CMS Releases CY 2025 PFS, OPPS, and ASC Proposed Rules
The Centers for Medicare and Medicaid Services (CMS) has released multiple proposed rules for calendar year (CY) 2025.
2025 Medicare Physician Fee Schedule
CMS has released the proposed CY 2025 Medicare Physician Fee Schedule (PFS). The CY 2025 Proposed Conversion Factor (CF) is: $32.3562. This represents a 2.79% reduction from the 2024 CF.
2025 Proposed CF | $32.3562 |
2024 CF (March 9- December 31, 2024) | $33.2875 |
$change % Change | $-0.93
2.79% |
The proposed reduction is the result of the expiration of two short-term funding patches and a positive budget neutrality adjustment of .05%. Congressional action is required to avoid or mitigate this reduction.
Telehealth
While CMS is maintaining some flexibility on virtual supervision, they state in their press release on the proposed rule that:
However, absent Congressional action, beginning January 1, 2025, the statutory restrictions on geography, site of service, and practitioner type that existed prior to the COVID-19 PHE will go back into effect. After that date, people with Medicare will need to be in a rural area and a medical facility to receive non-behavioral health services via Medicare telehealth.
New Fascial Plane Block Codes
ASRA Pain Medicine and the American Society of Anesthesiologists (ASA) brought forward six new facial plane block codes. For the 10 codes in the code family, CMS is proposing the RUC recommended work RVUs for all 10 codes. They are also proposing the RUC recommended practice expense (PE) inputs for CPT codes 6XX08, 6XX09, 6XX10, 6XX12, 64487, 64488, and 64489 with only minor revisions for CPT codes 6XX07, 6XX11, and 64486. The full discussion can be found on pages 148-149 of the proposed rule.
View the CY 2025 Medicare PFS Proposed Rule here.
2025 Hospital Outpatient and Prospective Payment System and Ambulatory Surgery Center Payment System
CMS also released the CY 2025 Hospital Outpatient and Prospective Payment System (OPPS) and Ambulatory Surgery Center (ACS) Payment System proposed rule. CMS is proposing to update hospital outpatient payments by 2.6%. A couple initial items are highlighted below from the press release and fact sheet and a more in-depth analysis will be forthcoming.
Access to Non-Opioid Treatments for Pain Relief
According to the fact sheet,
CMS is proposing to implement Section 4135 of the Consolidated Appropriations Act (CAA), 2023, which provides temporary additional payments for certain non-opioid treatments for pain relief in the hospital outpatient department (HOPD) and ASC settings from January 1, 2025, through December 31, 2027. This proposal would implement several statutory provisions including evidence requirements for medical devices and the FDA-approved indications that meet the statutory requirements. To implement the statutory payment limitation under which the additional payment must not exceed the estimated average of 18% of the OPPS payment for OPPS service or group of services with which the non-opioid treatment for pain relief is furnished, CMS is proposing to utilize the top five OPPS procedures by volume for each nonopioid drug or device to calculate the payment limitation. Finally, CMS is proposing to initially assign a payment offset of zero dollars for the qualifying non-opioid products, as maintaining the non-opioid portion of the procedure payment rate better aligns with the overall intent of the non-opioid policy to ensure access is not hindered by Medicare payment policies.

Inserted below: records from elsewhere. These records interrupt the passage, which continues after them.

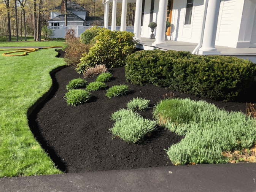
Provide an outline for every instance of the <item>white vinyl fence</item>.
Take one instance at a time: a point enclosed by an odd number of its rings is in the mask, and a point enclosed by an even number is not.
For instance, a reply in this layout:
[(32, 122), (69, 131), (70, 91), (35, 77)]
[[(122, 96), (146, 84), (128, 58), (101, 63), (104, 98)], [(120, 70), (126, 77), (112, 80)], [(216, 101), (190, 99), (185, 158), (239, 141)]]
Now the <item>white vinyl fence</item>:
[[(100, 27), (103, 27), (103, 26), (99, 26)], [(48, 26), (49, 29), (53, 29), (54, 35), (51, 37), (52, 38), (64, 38), (65, 36), (66, 29), (73, 29), (75, 30), (76, 33), (76, 36), (79, 37), (82, 33), (85, 31), (86, 29), (89, 29), (92, 27), (92, 26), (67, 26), (67, 27), (51, 27)], [(134, 32), (134, 27), (133, 26), (129, 26), (126, 27), (126, 30), (130, 32)], [(119, 30), (120, 29), (120, 26), (116, 26), (116, 30)], [(111, 26), (108, 27), (108, 29), (111, 30)]]

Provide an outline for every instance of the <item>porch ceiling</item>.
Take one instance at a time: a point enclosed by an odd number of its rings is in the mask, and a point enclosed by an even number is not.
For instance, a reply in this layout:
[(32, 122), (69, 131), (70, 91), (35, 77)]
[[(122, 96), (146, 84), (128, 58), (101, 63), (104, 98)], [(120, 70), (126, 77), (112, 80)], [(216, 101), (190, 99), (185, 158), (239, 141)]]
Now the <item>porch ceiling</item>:
[[(152, 43), (155, 39), (141, 38), (142, 40), (139, 43), (142, 45), (152, 47)], [(165, 41), (168, 46), (156, 47), (164, 50), (174, 50), (192, 52), (197, 45), (197, 43), (186, 42), (177, 41)], [(256, 55), (256, 48), (232, 48), (223, 46), (215, 46), (217, 51), (221, 52), (221, 55), (235, 56), (238, 55)], [(148, 48), (149, 49), (150, 48)]]
[[(106, 0), (106, 3), (112, 3), (113, 0)], [(122, 0), (117, 0), (118, 3), (122, 3)], [(127, 3), (136, 3), (136, 0), (127, 0)]]

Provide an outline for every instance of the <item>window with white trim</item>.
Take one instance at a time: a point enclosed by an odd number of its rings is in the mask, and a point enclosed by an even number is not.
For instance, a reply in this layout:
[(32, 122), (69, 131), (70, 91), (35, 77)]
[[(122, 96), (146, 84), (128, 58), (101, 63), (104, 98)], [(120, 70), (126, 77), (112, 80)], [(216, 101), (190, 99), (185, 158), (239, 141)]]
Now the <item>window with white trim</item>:
[(187, 0), (185, 15), (185, 25), (190, 25), (192, 17), (193, 0)]

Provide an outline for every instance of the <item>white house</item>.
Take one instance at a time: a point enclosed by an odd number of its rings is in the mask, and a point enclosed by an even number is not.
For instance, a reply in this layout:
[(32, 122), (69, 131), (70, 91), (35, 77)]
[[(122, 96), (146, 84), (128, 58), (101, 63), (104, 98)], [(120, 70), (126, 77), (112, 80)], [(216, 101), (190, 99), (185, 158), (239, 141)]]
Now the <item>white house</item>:
[(165, 22), (169, 20), (172, 27), (168, 39), (199, 43), (195, 53), (219, 54), (215, 45), (256, 47), (256, 0), (103, 0), (104, 27), (108, 23), (109, 5), (112, 3), (111, 30), (115, 30), (116, 2), (121, 2), (121, 30), (125, 30), (127, 3), (135, 2), (135, 38), (149, 37), (148, 24), (156, 22), (153, 46), (167, 45)]
[[(50, 19), (48, 22), (49, 27), (54, 30), (54, 36), (53, 37), (64, 37), (65, 36), (66, 27), (65, 26), (64, 3), (62, 0), (61, 4), (54, 8), (51, 12)], [(67, 1), (67, 28), (73, 29), (78, 36), (89, 26), (96, 24), (101, 25), (103, 23), (103, 19), (102, 18), (97, 16), (89, 17), (89, 11), (70, 0)], [(78, 30), (81, 31), (79, 34)]]

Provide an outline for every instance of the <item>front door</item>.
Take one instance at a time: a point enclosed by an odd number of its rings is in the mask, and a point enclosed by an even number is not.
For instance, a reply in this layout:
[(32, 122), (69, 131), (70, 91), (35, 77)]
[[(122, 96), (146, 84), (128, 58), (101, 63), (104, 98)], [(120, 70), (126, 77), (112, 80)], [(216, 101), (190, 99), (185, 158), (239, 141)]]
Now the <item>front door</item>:
[[(172, 7), (173, 5), (173, 0), (168, 0), (168, 5), (167, 10), (167, 17), (166, 21), (169, 21), (172, 23)], [(169, 27), (166, 32), (166, 35), (170, 36), (171, 35), (171, 27)]]

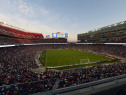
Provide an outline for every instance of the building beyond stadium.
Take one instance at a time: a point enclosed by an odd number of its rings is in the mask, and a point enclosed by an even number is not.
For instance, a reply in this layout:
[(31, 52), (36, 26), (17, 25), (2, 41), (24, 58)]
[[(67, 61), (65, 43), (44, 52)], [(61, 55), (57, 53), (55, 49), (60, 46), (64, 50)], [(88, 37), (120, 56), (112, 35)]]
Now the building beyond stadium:
[(78, 34), (81, 43), (121, 43), (126, 42), (126, 21)]

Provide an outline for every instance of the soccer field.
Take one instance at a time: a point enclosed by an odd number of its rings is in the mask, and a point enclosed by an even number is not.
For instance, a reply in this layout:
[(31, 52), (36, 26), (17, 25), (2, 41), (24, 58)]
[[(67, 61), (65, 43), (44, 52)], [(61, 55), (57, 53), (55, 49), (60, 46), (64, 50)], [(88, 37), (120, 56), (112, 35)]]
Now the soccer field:
[[(42, 61), (44, 58), (44, 61)], [(80, 64), (111, 60), (110, 58), (73, 49), (46, 50), (40, 56), (40, 61), (45, 67)]]

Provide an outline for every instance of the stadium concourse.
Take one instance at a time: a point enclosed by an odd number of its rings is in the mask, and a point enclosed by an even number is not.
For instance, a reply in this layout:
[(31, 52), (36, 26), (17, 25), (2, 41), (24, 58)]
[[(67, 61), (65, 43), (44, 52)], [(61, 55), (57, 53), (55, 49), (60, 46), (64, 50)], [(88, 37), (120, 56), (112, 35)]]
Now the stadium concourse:
[(0, 22), (0, 45), (33, 43), (66, 43), (66, 38), (44, 38), (43, 34), (31, 33)]
[[(87, 46), (59, 44), (2, 47), (0, 48), (0, 95), (35, 94), (85, 84), (125, 73), (126, 63), (121, 62), (72, 70), (33, 72), (31, 69), (39, 68), (35, 64), (37, 52), (45, 49), (53, 49), (54, 46), (55, 49), (75, 48), (81, 50), (97, 50), (97, 52), (106, 52), (112, 55), (126, 57), (126, 47), (122, 45)], [(55, 86), (57, 81), (59, 82)]]

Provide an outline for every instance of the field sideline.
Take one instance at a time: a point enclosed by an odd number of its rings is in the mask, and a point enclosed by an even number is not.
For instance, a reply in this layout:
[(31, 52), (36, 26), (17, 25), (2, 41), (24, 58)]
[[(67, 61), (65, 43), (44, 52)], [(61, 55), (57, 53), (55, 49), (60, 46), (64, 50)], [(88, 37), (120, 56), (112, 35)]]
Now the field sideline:
[(80, 64), (81, 60), (83, 60), (83, 63), (84, 61), (85, 63), (88, 63), (89, 61), (98, 62), (111, 59), (101, 55), (96, 55), (93, 53), (83, 52), (74, 49), (45, 50), (40, 56), (40, 62), (45, 67)]

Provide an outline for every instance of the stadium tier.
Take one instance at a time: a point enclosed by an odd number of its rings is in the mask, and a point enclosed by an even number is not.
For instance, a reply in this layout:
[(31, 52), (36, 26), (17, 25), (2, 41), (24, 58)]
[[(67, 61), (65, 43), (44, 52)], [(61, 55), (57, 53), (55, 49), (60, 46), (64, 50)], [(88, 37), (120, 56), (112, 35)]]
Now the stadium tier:
[[(56, 89), (73, 87), (125, 74), (126, 61), (110, 62), (109, 64), (107, 63), (107, 65), (99, 63), (99, 65), (90, 65), (88, 68), (82, 68), (83, 66), (80, 66), (81, 68), (74, 67), (75, 69), (63, 71), (55, 69), (47, 69), (44, 72), (34, 71), (35, 69), (42, 68), (40, 66), (42, 63), (38, 64), (36, 62), (36, 56), (45, 50), (52, 50), (54, 47), (58, 52), (67, 48), (81, 50), (81, 52), (90, 51), (90, 53), (97, 52), (100, 54), (104, 53), (105, 55), (111, 54), (124, 58), (126, 57), (126, 47), (122, 45), (47, 44), (0, 48), (0, 94), (28, 95), (40, 92), (40, 94), (42, 94), (42, 92), (44, 93), (53, 90), (53, 93), (55, 93)], [(67, 52), (69, 54), (69, 51)], [(82, 54), (76, 53), (76, 56), (79, 57), (80, 55), (82, 56)], [(54, 55), (52, 54), (51, 57), (53, 58), (53, 56)], [(61, 55), (58, 54), (58, 56)], [(76, 59), (76, 56), (74, 59)], [(68, 59), (68, 56), (63, 56), (63, 58), (66, 60)], [(49, 95), (53, 94), (51, 93)]]
[(125, 43), (126, 21), (78, 34), (80, 43)]
[(45, 38), (39, 33), (26, 32), (12, 25), (0, 23), (0, 45), (29, 43), (66, 43), (66, 38)]

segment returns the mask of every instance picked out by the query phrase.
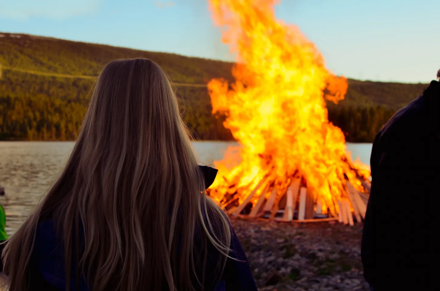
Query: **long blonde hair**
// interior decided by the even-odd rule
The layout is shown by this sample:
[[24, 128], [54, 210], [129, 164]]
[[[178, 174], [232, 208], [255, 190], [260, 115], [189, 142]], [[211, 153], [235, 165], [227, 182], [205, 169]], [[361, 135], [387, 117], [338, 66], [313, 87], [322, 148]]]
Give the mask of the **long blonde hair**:
[[48, 219], [62, 237], [67, 290], [82, 232], [73, 271], [94, 291], [195, 290], [203, 278], [194, 262], [207, 257], [206, 247], [195, 249], [196, 232], [198, 241], [220, 252], [221, 271], [230, 224], [205, 195], [188, 132], [158, 65], [142, 58], [107, 65], [65, 168], [5, 246], [11, 291], [28, 290], [37, 226]]

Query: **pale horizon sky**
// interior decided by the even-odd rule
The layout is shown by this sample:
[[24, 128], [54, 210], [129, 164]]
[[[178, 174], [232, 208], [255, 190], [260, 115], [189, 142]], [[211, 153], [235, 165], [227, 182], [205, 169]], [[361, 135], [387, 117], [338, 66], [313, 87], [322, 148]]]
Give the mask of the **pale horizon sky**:
[[[440, 69], [439, 11], [436, 0], [281, 0], [275, 8], [334, 73], [425, 83]], [[206, 0], [0, 0], [0, 32], [233, 61], [210, 16]]]

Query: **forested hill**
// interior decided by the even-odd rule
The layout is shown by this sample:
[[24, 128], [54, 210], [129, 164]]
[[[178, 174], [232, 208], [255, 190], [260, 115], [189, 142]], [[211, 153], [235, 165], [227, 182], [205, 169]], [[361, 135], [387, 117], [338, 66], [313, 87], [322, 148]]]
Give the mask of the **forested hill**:
[[[150, 58], [167, 72], [198, 138], [231, 139], [224, 117], [211, 114], [203, 85], [214, 77], [232, 81], [232, 63], [0, 32], [0, 140], [74, 139], [93, 77], [112, 60], [136, 57]], [[345, 100], [329, 105], [329, 118], [347, 140], [369, 142], [396, 109], [426, 87], [350, 80]]]

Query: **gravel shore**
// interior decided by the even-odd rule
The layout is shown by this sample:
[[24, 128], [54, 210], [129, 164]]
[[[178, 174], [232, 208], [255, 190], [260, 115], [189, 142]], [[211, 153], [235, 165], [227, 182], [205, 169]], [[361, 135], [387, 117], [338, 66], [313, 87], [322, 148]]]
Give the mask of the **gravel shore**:
[[231, 220], [259, 290], [370, 290], [360, 259], [362, 224]]

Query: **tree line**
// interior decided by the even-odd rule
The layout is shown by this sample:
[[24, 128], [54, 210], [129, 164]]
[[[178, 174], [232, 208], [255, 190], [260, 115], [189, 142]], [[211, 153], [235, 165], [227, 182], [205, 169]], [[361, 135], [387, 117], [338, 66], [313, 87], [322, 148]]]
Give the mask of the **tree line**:
[[[0, 140], [74, 140], [92, 81], [23, 74], [5, 71], [0, 80]], [[178, 87], [176, 94], [195, 138], [233, 139], [223, 126], [225, 116], [212, 113], [206, 88]], [[328, 111], [329, 120], [342, 129], [347, 141], [369, 142], [396, 109], [329, 104]]]

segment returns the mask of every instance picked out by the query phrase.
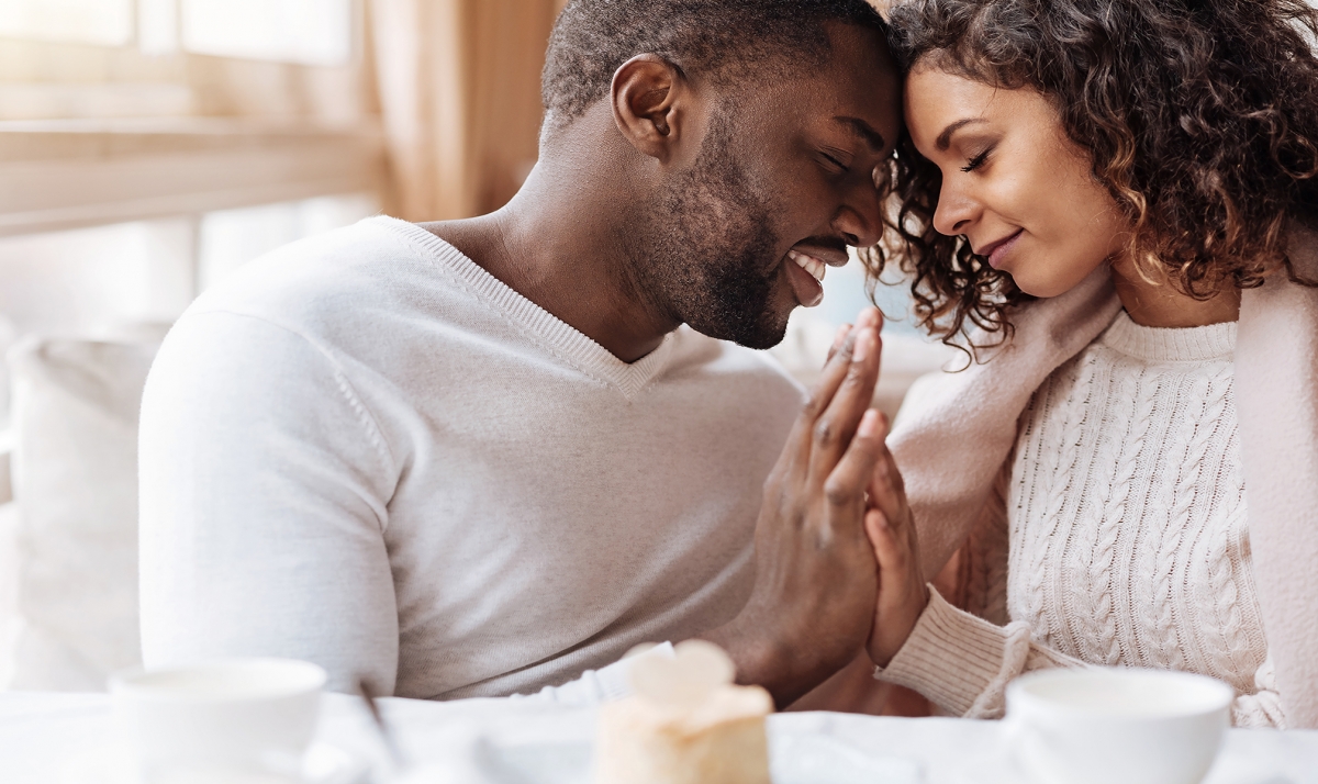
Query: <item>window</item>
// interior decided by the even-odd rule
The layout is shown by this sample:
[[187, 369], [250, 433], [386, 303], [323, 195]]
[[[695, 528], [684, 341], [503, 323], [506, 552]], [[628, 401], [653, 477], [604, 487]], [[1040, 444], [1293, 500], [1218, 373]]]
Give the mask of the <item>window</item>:
[[352, 55], [352, 0], [179, 0], [186, 51], [332, 66]]
[[124, 46], [133, 38], [133, 0], [4, 0], [0, 36]]

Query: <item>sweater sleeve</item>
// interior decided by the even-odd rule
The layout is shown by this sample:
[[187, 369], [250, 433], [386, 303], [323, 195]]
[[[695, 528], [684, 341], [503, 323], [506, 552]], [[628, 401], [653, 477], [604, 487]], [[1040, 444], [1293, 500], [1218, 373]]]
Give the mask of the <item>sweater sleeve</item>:
[[915, 689], [954, 715], [999, 718], [1007, 684], [1050, 667], [1087, 665], [1033, 643], [1027, 623], [996, 626], [953, 607], [931, 585], [911, 636], [874, 677]]
[[[905, 646], [874, 677], [915, 689], [954, 715], [999, 718], [1012, 679], [1053, 667], [1089, 664], [1035, 643], [1023, 621], [998, 626], [958, 610], [931, 585], [929, 606]], [[1231, 704], [1232, 726], [1285, 729], [1271, 659], [1255, 673], [1255, 686]]]
[[330, 353], [270, 322], [185, 315], [140, 428], [142, 654], [320, 664], [391, 694], [386, 443]]

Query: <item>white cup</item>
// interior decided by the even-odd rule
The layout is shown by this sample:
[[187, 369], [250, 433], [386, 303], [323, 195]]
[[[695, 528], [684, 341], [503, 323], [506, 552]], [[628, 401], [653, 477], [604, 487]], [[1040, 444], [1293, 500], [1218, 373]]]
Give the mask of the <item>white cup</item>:
[[146, 783], [294, 779], [316, 730], [326, 671], [224, 659], [109, 680]]
[[1037, 781], [1197, 784], [1230, 725], [1235, 690], [1188, 672], [1048, 669], [1007, 686], [1007, 731]]

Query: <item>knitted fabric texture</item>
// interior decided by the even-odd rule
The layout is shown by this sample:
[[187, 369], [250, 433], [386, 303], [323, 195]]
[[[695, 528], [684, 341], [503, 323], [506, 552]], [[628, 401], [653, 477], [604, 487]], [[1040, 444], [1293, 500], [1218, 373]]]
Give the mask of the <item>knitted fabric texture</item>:
[[982, 618], [937, 597], [883, 677], [991, 717], [1028, 669], [1180, 669], [1231, 684], [1235, 723], [1284, 723], [1249, 564], [1235, 332], [1122, 312], [1052, 373], [1021, 414], [1006, 519], [971, 538], [965, 598]]

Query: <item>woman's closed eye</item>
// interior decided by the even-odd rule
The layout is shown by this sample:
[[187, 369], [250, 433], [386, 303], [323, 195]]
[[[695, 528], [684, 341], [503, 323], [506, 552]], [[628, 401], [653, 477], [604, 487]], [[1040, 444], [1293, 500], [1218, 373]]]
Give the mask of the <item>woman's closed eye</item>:
[[966, 174], [969, 174], [969, 173], [974, 171], [975, 169], [979, 169], [988, 159], [988, 153], [991, 153], [991, 152], [992, 152], [992, 148], [986, 148], [982, 153], [979, 153], [975, 157], [970, 158], [970, 161], [965, 166], [962, 166], [961, 170], [965, 171]]
[[825, 167], [832, 169], [837, 174], [846, 174], [851, 170], [851, 167], [837, 154], [821, 150], [820, 157], [824, 159]]

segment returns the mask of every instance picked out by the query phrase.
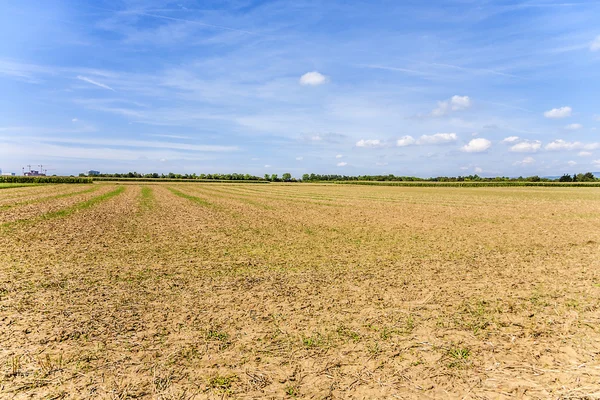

We are proposing that seven drugs and one device qualify as non-opioid treatments for pain relief, and we propose these products be paid separately in both the HOPD and ASC settings starting in CY 2025. We are soliciting comment and supporting documentation from interested parties on additional products that may qualify for separate payment under this provision starting in CY 2025.
Prior Authorization
The proposed rule states,
Changes to the Review Timeframes for the Hospital Outpatient Department (OPD) Prior Authorization Process: We are changing the current review timeframe for prior authorization requests for OPD services from 10-business days to 7-calendar days for standard reviews.
The hospital OPD services require prior authorization for blepharoplasty, botulinum toxin injections, panniculectomy, rhinoplasty, vein ablation, implanted spinal neurostimulators, cervical fusion with disc removal, and facet joint interventions.